Sell to a third party, or a junior partner? There are pros and cons to each, but either one beats a dead-stick landing
I fly a lot in my work for FP Transitions—millions of miles, so far. I once asked a pilot, “If the engines of this airliner quit at altitude—say, 30,000 feet—how far can we fly before we hit the earth?” The captain said that it would vary depending upon the wind and the load, of course, but around 100 to 110 miles would be a good estimate. This is the same approach that many advisors use toward the end of their careers. Once the engines start to fade, they hold on until the end, keep the ride smooth, and make it last as long as possible. In the absence of all other choices, it’s a great plan! It is a tale of survival. In this industry, however, there are usually other, better alternatives than a dead-stick landing.
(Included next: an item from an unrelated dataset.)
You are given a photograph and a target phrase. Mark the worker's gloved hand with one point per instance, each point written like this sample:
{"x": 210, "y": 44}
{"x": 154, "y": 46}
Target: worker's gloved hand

Selling Externally (to a Third Party)
Practice values have been slowly but steadily increasing over the 16 years we’ve been tracking the data, fueled in part by a strong and stable seller’s market. As mentioned, the current buyer-to-seller ratio is about 50 to 1, but we’ve never seen this result in an auction or a bidding war, at least not on our watch. Instead, advisors go about the process in a very professional manner—one that the client base tends to strongly approve of, at least in hindsight. The first criterion is quality of the match. Sellers prefer to find buyers who are mirror images of themselves, at least in terms of client base, revenue streams and investment philosophy, but larger in terms of cash flow and value (i.e., businesses tend to buy practices). The second criterion is geography. Sometimes this means a buyer close by; sometimes it doesn’t. A seller who wants to keep his or her office open, the staff employed and the same brick-and-mortar operation in place will often prefer a buyer who does not have a local presence. A seller with four months left on the lease and with no intentions of signing another lease will usually prefer a strong local buyer.